The Azolla event was a catastrophic biogeological event which occurred approximately 49 million years ago (the middle Eocene) in the Arctic Ocean, which was warm and free of ice at the time. The Arctic Ocean was locked in on all sides by the continents, as Greenland, Europe, Asia, and North America were all connected in the north. This body of water became stagnant, much like the present-day Black Sea. Copious amounts of rainfall carried nutrients and fresh water into the Arctic Ocean (some might call it the Arctic Sea), creating a thin layer of freshwater at the surface.
This layer of freshwater would ultimately prove to a major impact on the planet's climate. Quickly after formation, it became colonized extensively by the freshwater fern Azolla. This species is sometimes considered a "super-plant" because of its rapid reproduction — it can double its biomass in 2-3 days until optimal conditions — and excellent nitrogen and carbon fixing capabilities, up to a tonne per acre per year of nitrogen and six tonnes per acre per year of carbon. As Azolla began to cover the 4,000,000 square kilometer (1,544,000 sq mi) basin, the Azolla event was starting, as dead ferns began sinking to the bottom of the sea, where anoxic conditions, caused by a lack of water column mixing, meant that the detritus was fossilized without being digested by bacteria.
After 800,000 years of fern formation, carbon and nitrogen fixation, and the sequestration of carbon on the floor of the Arctic Sea, the Azolla event began to have an impact on global carbon dioxide levels. Atmospheric carbon dioxide content dropped from 3500 ppm (parts per million) to just 650 ppm. The carbon dioxide sequestered by the Azolla event caused the Earth's greenhouse effect to break down, and the poles began to cool rapidly. Before the Azolla event, the average surface water temperature in the Arctic Ocean was 13 degrees C (55.4 degrees F), and after it, it was -9 degrees C (15.8 degrees F), which continues to be the average today.
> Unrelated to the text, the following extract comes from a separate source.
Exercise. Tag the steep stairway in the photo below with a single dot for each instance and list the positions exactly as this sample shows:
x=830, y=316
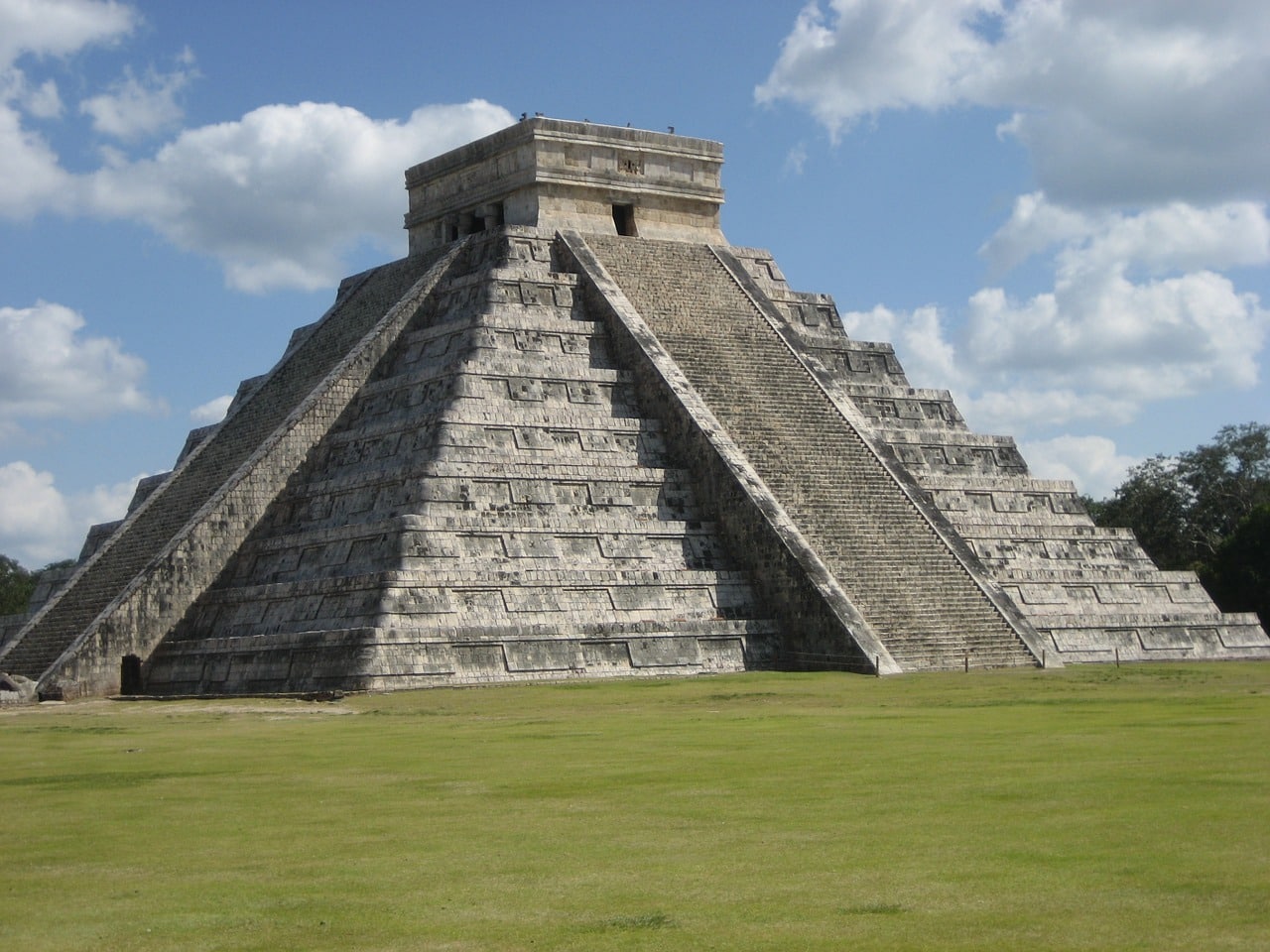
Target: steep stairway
x=897, y=570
The Azolla event has had a huge impact on climate patterns until the present day. The fundamental "greenhouse Earth" dynamic gave way to an "icebox Earth" dynamic, whereby the formation of glaciers caused the Earth's surface to become more reflective, thereby cooling it down further. The entire continent of Antarctica, previously forested, slowly began to freeze over. The effect culminated in an Ice Age which began approximately 23 million years ago and continues to the present day. Though we are currently in the middle of an Ice Age, the fact that the contemporary period is an interglacial means that continental glaciers are restricted to Greenland and Antarctica. For much of human history, glaciers covered much of North America and Eurasia.